March 4, 2013 ( – Even if health care reform is a “nonevent” for your company, your employees may still have questions.

As provisions of the Affordable Care Act (ACA) come into effect in 2014, employees will likely have many questions about the public exchanges, as well as the terminology associated with the reform. “That makes it important for you to decide now how you can best get that information to employees,” Jackie Cuthbert, principal at Mercer, said during a company webinar.

Some estimates say call volume from employees is expected to increase 50% once the ACA kicks in, Cuthbert added.

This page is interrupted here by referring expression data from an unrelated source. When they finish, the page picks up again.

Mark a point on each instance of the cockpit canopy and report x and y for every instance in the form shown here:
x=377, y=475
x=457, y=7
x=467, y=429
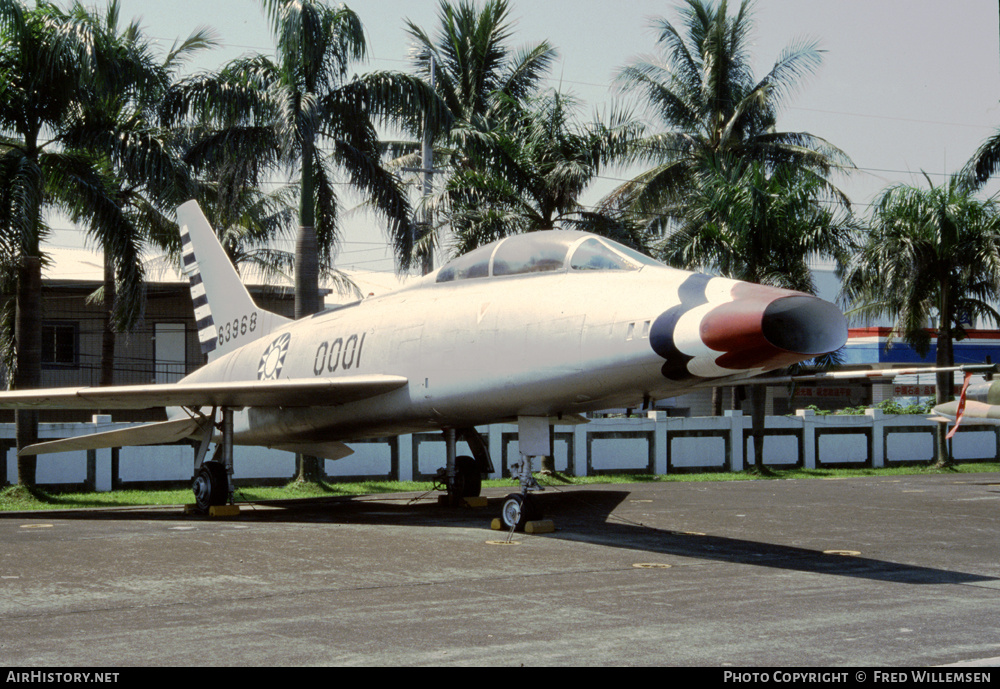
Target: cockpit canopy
x=543, y=252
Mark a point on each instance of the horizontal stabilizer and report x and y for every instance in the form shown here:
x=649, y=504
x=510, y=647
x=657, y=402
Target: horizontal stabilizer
x=162, y=433
x=330, y=450
x=313, y=392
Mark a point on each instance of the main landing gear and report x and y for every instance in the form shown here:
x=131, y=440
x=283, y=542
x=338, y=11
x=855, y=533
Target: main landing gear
x=462, y=478
x=213, y=480
x=520, y=508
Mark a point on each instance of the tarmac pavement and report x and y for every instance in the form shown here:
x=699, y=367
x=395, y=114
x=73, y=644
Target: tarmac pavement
x=884, y=571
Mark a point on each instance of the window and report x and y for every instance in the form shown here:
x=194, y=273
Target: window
x=539, y=252
x=60, y=344
x=593, y=255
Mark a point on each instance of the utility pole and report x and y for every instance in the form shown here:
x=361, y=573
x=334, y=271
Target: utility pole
x=427, y=170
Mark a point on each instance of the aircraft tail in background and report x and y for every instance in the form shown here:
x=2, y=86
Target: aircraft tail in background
x=226, y=315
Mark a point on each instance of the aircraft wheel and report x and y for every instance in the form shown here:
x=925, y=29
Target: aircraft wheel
x=211, y=485
x=517, y=511
x=468, y=479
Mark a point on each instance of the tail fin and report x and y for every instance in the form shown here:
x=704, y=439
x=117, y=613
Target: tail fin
x=226, y=315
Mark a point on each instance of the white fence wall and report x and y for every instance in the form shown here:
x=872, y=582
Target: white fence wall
x=655, y=444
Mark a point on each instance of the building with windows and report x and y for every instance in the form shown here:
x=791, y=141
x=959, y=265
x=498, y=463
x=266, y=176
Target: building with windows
x=163, y=348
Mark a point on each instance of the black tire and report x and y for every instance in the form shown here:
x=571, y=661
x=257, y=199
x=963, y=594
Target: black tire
x=468, y=479
x=210, y=485
x=517, y=511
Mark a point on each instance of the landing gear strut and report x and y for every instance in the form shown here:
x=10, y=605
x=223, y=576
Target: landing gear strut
x=520, y=508
x=213, y=480
x=462, y=477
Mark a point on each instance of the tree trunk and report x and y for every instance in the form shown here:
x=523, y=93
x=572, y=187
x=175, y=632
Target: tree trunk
x=307, y=275
x=108, y=337
x=945, y=382
x=28, y=343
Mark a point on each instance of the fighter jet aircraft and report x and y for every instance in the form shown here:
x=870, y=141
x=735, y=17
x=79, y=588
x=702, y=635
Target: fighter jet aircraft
x=533, y=328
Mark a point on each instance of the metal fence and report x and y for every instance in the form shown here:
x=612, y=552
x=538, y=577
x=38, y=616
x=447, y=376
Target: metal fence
x=651, y=444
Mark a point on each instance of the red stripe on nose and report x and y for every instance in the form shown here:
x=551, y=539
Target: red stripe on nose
x=766, y=327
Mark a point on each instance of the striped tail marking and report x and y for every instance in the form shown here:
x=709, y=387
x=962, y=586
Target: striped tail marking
x=207, y=333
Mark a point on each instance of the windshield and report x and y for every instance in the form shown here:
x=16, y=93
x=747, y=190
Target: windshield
x=544, y=252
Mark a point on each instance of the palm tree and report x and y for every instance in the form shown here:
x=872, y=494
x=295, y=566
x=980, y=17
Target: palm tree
x=305, y=113
x=473, y=65
x=529, y=171
x=714, y=110
x=141, y=160
x=759, y=226
x=478, y=76
x=763, y=227
x=54, y=65
x=932, y=256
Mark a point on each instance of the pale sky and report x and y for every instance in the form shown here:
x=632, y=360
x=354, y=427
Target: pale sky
x=905, y=86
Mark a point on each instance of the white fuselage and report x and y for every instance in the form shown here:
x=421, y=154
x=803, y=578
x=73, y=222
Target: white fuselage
x=474, y=351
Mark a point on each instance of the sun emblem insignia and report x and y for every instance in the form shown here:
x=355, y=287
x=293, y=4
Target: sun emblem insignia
x=273, y=358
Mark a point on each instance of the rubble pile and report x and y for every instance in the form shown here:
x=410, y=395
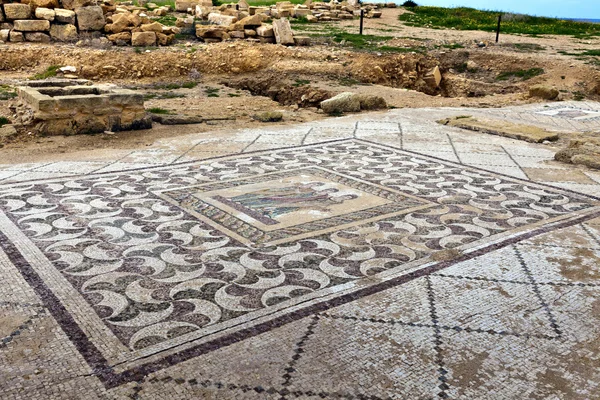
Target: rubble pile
x=242, y=21
x=68, y=20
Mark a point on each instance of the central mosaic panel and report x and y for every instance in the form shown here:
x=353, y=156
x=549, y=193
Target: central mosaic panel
x=278, y=208
x=142, y=265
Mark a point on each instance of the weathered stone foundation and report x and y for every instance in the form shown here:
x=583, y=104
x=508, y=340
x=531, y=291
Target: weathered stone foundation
x=62, y=109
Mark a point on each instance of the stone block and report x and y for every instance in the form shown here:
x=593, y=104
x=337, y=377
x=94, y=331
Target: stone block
x=37, y=37
x=120, y=37
x=90, y=18
x=219, y=19
x=63, y=33
x=64, y=16
x=265, y=31
x=45, y=13
x=283, y=32
x=143, y=39
x=15, y=11
x=32, y=25
x=16, y=36
x=73, y=4
x=343, y=102
x=153, y=27
x=35, y=4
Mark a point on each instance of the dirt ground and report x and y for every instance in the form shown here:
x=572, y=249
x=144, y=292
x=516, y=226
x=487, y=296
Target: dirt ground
x=237, y=80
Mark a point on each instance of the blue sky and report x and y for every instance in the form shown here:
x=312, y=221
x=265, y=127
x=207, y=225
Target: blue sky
x=547, y=8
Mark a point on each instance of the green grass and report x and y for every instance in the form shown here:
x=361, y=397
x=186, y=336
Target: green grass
x=528, y=47
x=173, y=86
x=167, y=95
x=48, y=73
x=463, y=18
x=524, y=74
x=158, y=110
x=7, y=93
x=160, y=3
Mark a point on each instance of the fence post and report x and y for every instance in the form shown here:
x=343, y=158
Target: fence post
x=498, y=30
x=362, y=16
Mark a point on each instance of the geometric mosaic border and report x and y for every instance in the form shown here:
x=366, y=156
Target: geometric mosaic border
x=116, y=376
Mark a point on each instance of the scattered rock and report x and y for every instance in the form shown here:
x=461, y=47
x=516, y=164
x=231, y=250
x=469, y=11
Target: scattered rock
x=543, y=92
x=283, y=32
x=143, y=39
x=63, y=33
x=581, y=151
x=371, y=102
x=269, y=116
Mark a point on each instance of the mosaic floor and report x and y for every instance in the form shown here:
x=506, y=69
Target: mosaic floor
x=372, y=257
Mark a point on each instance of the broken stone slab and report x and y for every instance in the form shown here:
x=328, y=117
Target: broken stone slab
x=64, y=16
x=584, y=151
x=528, y=133
x=14, y=11
x=176, y=119
x=63, y=33
x=343, y=102
x=90, y=18
x=269, y=116
x=7, y=132
x=543, y=92
x=302, y=40
x=283, y=32
x=32, y=25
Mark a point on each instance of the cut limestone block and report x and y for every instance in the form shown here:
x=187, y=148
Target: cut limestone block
x=283, y=32
x=38, y=37
x=527, y=133
x=63, y=33
x=17, y=11
x=32, y=25
x=35, y=4
x=143, y=39
x=90, y=18
x=45, y=13
x=16, y=36
x=64, y=16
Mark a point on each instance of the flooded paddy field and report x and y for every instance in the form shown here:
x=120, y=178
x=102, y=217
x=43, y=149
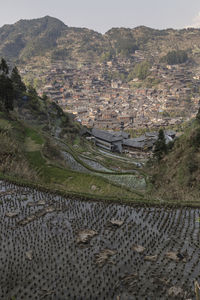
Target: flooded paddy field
x=58, y=248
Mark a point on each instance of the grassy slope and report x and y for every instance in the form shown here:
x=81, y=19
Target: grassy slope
x=29, y=156
x=176, y=178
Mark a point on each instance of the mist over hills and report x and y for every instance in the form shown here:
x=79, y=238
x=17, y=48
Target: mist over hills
x=53, y=39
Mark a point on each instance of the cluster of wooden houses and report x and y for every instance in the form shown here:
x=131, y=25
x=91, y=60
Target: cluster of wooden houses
x=120, y=141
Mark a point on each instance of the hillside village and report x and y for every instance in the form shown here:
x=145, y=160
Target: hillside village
x=99, y=100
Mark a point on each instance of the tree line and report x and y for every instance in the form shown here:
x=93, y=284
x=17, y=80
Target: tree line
x=11, y=86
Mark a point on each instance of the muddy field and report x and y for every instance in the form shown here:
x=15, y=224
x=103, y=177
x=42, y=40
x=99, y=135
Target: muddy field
x=55, y=248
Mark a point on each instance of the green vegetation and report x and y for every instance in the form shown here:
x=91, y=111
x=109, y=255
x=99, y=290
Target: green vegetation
x=160, y=146
x=175, y=57
x=177, y=175
x=141, y=71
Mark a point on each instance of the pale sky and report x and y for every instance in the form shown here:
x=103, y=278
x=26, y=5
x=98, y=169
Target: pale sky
x=102, y=15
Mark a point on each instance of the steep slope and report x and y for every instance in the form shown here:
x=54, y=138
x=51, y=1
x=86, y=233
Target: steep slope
x=51, y=39
x=176, y=177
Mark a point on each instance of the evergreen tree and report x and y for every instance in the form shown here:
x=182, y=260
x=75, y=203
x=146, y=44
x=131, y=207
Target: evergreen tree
x=160, y=148
x=6, y=93
x=198, y=115
x=18, y=85
x=4, y=69
x=6, y=87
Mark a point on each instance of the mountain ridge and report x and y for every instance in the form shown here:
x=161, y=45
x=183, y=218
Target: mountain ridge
x=51, y=38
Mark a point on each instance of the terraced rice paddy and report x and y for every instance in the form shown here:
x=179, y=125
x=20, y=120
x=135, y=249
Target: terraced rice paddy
x=57, y=248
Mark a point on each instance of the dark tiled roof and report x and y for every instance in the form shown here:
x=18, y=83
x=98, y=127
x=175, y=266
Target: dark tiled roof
x=105, y=135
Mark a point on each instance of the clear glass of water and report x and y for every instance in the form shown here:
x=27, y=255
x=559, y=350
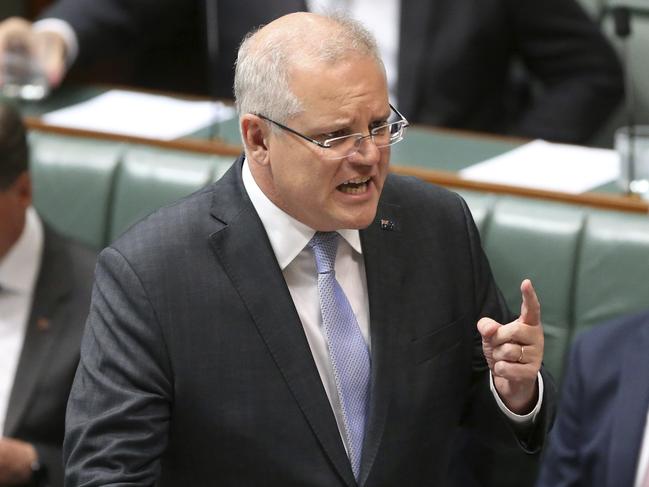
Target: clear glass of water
x=634, y=160
x=23, y=76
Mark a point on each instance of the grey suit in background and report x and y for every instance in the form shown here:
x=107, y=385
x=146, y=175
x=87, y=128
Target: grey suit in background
x=195, y=367
x=50, y=353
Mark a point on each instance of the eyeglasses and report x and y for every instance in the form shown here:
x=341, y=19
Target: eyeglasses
x=347, y=145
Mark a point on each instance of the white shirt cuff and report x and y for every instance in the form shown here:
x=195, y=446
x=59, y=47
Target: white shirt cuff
x=62, y=28
x=524, y=419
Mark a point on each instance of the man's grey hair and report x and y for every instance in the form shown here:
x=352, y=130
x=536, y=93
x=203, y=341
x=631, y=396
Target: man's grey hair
x=261, y=80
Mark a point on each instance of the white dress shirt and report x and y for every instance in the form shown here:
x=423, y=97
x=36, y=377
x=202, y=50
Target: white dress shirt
x=18, y=273
x=288, y=238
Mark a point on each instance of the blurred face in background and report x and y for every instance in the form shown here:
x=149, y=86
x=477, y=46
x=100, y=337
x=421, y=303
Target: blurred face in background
x=14, y=201
x=303, y=179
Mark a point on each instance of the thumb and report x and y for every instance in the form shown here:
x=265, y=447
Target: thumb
x=487, y=327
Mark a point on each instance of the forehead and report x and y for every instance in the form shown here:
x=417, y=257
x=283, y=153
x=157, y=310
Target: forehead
x=352, y=86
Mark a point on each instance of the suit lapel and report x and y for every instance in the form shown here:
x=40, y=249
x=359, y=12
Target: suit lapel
x=243, y=248
x=630, y=411
x=381, y=250
x=52, y=287
x=415, y=28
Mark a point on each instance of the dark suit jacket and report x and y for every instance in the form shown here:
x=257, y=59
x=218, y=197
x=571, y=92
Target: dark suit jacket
x=195, y=366
x=597, y=438
x=50, y=353
x=456, y=57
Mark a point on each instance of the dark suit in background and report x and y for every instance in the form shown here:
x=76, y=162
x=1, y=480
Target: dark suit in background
x=50, y=353
x=599, y=431
x=457, y=58
x=196, y=366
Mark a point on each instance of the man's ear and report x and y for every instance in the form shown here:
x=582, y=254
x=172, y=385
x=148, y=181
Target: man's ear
x=255, y=133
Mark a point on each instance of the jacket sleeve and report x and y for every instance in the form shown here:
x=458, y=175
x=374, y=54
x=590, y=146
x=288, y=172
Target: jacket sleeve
x=119, y=407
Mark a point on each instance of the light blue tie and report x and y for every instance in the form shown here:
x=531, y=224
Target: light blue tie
x=350, y=357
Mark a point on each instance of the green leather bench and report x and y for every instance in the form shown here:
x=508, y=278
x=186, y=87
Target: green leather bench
x=588, y=265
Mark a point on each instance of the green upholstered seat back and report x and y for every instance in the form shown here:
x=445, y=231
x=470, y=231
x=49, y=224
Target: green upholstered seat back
x=72, y=179
x=613, y=268
x=149, y=178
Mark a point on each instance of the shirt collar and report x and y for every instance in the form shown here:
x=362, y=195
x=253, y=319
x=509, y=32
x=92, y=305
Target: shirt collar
x=287, y=235
x=20, y=266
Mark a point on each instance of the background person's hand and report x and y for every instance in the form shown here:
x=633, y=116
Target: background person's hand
x=514, y=353
x=17, y=37
x=16, y=459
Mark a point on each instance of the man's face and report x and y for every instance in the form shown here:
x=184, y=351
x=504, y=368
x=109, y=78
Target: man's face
x=329, y=194
x=14, y=201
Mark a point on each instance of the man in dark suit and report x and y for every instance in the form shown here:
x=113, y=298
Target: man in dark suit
x=224, y=347
x=601, y=437
x=456, y=59
x=45, y=283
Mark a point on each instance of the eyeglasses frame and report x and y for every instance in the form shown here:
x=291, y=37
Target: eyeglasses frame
x=360, y=138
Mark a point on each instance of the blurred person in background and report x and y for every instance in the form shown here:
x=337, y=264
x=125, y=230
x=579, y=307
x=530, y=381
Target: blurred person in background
x=521, y=67
x=601, y=436
x=45, y=283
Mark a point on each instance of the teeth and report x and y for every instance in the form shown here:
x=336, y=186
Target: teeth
x=357, y=180
x=354, y=186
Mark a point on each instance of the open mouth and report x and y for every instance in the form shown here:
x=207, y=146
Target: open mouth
x=354, y=186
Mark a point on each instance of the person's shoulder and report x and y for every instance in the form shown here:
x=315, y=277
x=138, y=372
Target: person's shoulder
x=169, y=223
x=409, y=190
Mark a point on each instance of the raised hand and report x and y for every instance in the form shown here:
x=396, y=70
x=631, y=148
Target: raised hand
x=514, y=352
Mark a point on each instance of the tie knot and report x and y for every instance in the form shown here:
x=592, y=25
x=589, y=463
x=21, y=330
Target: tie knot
x=324, y=245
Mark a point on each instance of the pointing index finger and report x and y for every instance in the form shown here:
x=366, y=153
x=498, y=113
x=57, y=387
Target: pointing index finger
x=530, y=308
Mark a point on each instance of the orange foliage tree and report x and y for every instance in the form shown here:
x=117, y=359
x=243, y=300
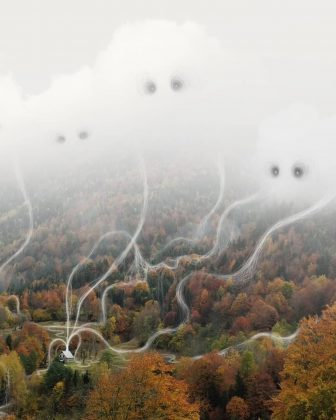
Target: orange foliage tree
x=146, y=389
x=308, y=387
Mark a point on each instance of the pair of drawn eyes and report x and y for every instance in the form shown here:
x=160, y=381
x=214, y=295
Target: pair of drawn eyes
x=82, y=135
x=176, y=85
x=298, y=171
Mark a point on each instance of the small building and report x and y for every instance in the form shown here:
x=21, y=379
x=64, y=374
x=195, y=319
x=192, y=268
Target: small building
x=66, y=356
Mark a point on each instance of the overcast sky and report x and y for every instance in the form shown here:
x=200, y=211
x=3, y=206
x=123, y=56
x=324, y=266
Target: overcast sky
x=41, y=38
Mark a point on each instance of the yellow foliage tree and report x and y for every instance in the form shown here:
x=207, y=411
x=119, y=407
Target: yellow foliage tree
x=308, y=387
x=146, y=389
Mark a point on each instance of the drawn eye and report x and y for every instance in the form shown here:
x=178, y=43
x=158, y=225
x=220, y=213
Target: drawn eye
x=61, y=139
x=275, y=170
x=176, y=84
x=298, y=171
x=83, y=135
x=150, y=87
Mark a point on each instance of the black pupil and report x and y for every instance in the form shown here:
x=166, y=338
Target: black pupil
x=60, y=139
x=275, y=171
x=298, y=172
x=83, y=135
x=150, y=87
x=176, y=84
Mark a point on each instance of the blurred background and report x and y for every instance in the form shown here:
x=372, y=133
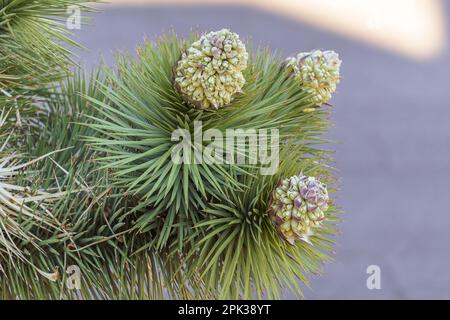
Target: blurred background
x=391, y=116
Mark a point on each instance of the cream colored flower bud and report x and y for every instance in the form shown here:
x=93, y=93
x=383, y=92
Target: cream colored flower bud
x=214, y=66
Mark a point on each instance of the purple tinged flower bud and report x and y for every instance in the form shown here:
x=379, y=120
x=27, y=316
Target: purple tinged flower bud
x=298, y=206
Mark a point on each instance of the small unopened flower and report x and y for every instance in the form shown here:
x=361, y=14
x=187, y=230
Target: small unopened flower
x=209, y=74
x=298, y=206
x=317, y=72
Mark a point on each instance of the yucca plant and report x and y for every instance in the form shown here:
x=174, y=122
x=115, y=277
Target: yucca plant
x=127, y=188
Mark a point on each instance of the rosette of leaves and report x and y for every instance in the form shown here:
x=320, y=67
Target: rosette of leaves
x=212, y=217
x=94, y=231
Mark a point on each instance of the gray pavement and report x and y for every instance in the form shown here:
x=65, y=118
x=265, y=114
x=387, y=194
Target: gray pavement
x=392, y=118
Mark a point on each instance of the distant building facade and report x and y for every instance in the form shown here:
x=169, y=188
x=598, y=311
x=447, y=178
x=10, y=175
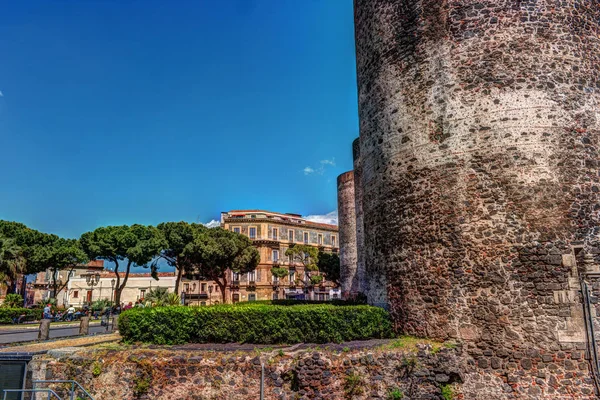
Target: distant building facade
x=79, y=292
x=273, y=233
x=41, y=288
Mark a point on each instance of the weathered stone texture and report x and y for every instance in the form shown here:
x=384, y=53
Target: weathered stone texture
x=360, y=231
x=347, y=232
x=163, y=374
x=479, y=152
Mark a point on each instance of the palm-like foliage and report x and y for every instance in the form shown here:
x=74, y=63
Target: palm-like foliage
x=12, y=262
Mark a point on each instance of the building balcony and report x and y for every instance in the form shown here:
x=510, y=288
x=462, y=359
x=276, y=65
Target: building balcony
x=196, y=296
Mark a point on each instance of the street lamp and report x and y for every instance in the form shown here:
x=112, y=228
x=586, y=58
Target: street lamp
x=92, y=280
x=112, y=290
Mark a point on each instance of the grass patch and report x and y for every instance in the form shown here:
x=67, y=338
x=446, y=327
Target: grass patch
x=410, y=343
x=447, y=392
x=395, y=394
x=353, y=385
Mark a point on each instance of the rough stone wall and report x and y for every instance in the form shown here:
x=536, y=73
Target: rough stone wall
x=479, y=147
x=360, y=237
x=347, y=233
x=126, y=374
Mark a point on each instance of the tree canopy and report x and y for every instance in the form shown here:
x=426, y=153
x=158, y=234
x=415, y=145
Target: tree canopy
x=134, y=245
x=61, y=254
x=179, y=238
x=216, y=250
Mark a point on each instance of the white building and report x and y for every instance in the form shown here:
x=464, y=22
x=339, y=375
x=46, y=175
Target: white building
x=80, y=292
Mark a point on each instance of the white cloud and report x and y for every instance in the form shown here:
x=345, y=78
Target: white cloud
x=329, y=218
x=212, y=224
x=320, y=170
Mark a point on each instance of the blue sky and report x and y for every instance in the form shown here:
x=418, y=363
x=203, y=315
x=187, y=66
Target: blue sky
x=120, y=112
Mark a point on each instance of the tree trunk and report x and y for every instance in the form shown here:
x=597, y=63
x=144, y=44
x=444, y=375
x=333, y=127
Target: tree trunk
x=117, y=286
x=54, y=285
x=84, y=326
x=63, y=287
x=178, y=280
x=222, y=287
x=120, y=288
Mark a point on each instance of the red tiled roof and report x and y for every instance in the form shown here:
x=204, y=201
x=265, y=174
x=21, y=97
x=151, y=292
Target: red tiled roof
x=95, y=264
x=289, y=216
x=111, y=274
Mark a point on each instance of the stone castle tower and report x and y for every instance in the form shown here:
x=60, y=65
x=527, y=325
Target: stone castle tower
x=478, y=156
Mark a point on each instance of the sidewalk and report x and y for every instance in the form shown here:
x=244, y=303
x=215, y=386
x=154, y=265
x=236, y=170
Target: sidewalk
x=27, y=327
x=43, y=347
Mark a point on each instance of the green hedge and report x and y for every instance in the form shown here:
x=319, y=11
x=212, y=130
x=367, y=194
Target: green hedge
x=290, y=302
x=8, y=314
x=254, y=323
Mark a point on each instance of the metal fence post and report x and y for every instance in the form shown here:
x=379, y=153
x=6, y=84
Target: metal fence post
x=262, y=381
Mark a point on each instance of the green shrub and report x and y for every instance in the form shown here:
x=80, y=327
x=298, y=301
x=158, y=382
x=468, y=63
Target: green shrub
x=395, y=394
x=8, y=315
x=353, y=386
x=254, y=323
x=13, y=300
x=290, y=302
x=447, y=392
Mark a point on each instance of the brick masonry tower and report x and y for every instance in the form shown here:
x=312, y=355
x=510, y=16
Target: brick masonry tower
x=479, y=125
x=360, y=234
x=347, y=232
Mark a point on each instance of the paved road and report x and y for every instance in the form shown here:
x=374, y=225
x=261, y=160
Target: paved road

When the ACA provisions go into effect, employees will inevitably receive information from the media, friends and family. “When you add your own messaging as an employer … You’ll see the recipe for overload and confusion,” Cuthbert said. To ease the message overload, Mercer suggests employers make a “microsite” available as soon as possible that provides employees updates about health care reform. The site can also be used as a reference for company call centers and human resources teams, Cuthbert added.

Mercer suggests the site also include a health care reform timeline and an option on the site for employees to subscribe to updates. In addition, the website could include a “words to know” section—after all, health care reform will bring new terminology. “We would encourage you to be proactive,” Cuthbert said.

For employers that do not want to create their own site—or do not have the resources to do so—Mercer has created its own health care reform website, which will be available for purchase in the next few weeks.

Mercer also suggests employers remain flexible and plan their annual enrollment early.

Because of health care reform, employees may be bombarded with mail, and open enrollment materials may inadvertently be thrown away. “So if you haven’t used electronic communications in the past, you may want to consider that option for open enrollment in 2014,” suggests Donna Jaffee, principal at Mercer.

Despite the stress that health care reform may bring to some employers, there is a silver lining: David Slavney, partner at Mercer, said the reform will create more employee awareness about plan design and features. Slavney compared health care reform to the shift in the retirement industry from defined benefit (DB) to defined contribution (DC) plans, which forced participants to take responsibility for their own retirement savings.

Health care reform also helps employers illustrate and remarket the value they provide, he said.